Posted by Dominic on 02-18-2007
The rule of thumb is that you can't localise sounds below 80hz. The classic experiment is to use a sub with an adjustable xo point and adjust it untill you can't tell where it's comming from. That doesn't change the fact that seperating the bass into two channels is better. There was a study not long ago at a university that reccomended two channels for subsonics, i'll see if i can find it in the next little while. It still has something to do with dirrectionaliy, and doesn't even address the fact that any source material with LF info on both channels would be best served by not mixing them. FYI  5.1 is .1 because the subwoofer is there for sound effects for movies. um i only mention that incase you didn't already know. I assume you know well enough that the reason anyone can hear their sub is because it's not designed for music, and or it's already crossed too high.

More importantly; what's 'clean and loud' got to do with music?


More directly related to your project;
 What had you in mind for your (for the sake of argument) 'imaging' sections? Do you think you can get interesting results out of contemporary road gear? That seems to be the general dirrection your friend is pointing you. I wouldn't say it can't be done but i also wouldn't necessarily be optimistic.

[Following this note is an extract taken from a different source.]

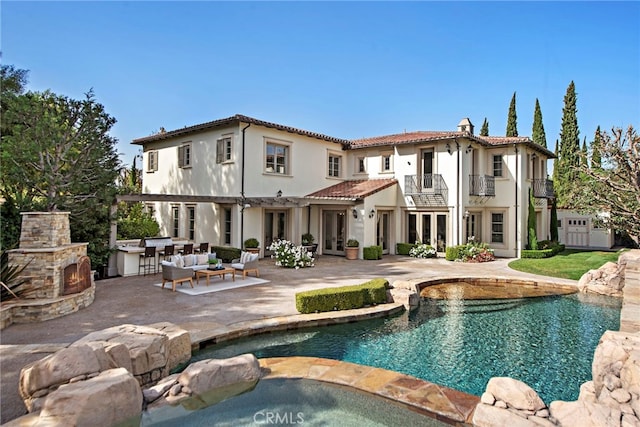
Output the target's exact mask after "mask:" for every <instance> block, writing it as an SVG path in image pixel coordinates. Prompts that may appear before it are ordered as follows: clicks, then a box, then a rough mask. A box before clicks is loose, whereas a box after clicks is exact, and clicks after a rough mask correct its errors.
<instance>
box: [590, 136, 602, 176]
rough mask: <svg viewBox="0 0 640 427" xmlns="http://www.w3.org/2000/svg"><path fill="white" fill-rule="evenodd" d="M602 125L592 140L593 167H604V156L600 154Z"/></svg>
mask: <svg viewBox="0 0 640 427" xmlns="http://www.w3.org/2000/svg"><path fill="white" fill-rule="evenodd" d="M600 139H601V137H600V126H598V129H596V134H595V135H594V137H593V141H591V168H592V169H600V168H602V157H601V156H600V144H601V141H600Z"/></svg>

They are designed for large power handling and that has repercussions for moving mass and magnetic gap and of course the amount of material in the crossover, i would assume that you'd not be using any stock crossovers though if you really wanted to bend the products to your will, music, and room. The professionals are wise to the ways of signal correction before the power amp but, but, their main reasons are relate to not having to maintain heavily worked crossover components times 50 cabinets- crossover before your amps with a DSP and you only have to have one DSP, rather than 50 crossovers sealed inside your cabs. Another good reason is that it makes adjustment per venue simpler, they can do their notch filtering etc as the space demands from the mixing desk. And other such pleasantries. What it doesn't mean though is that you will necessarily get musical benefits.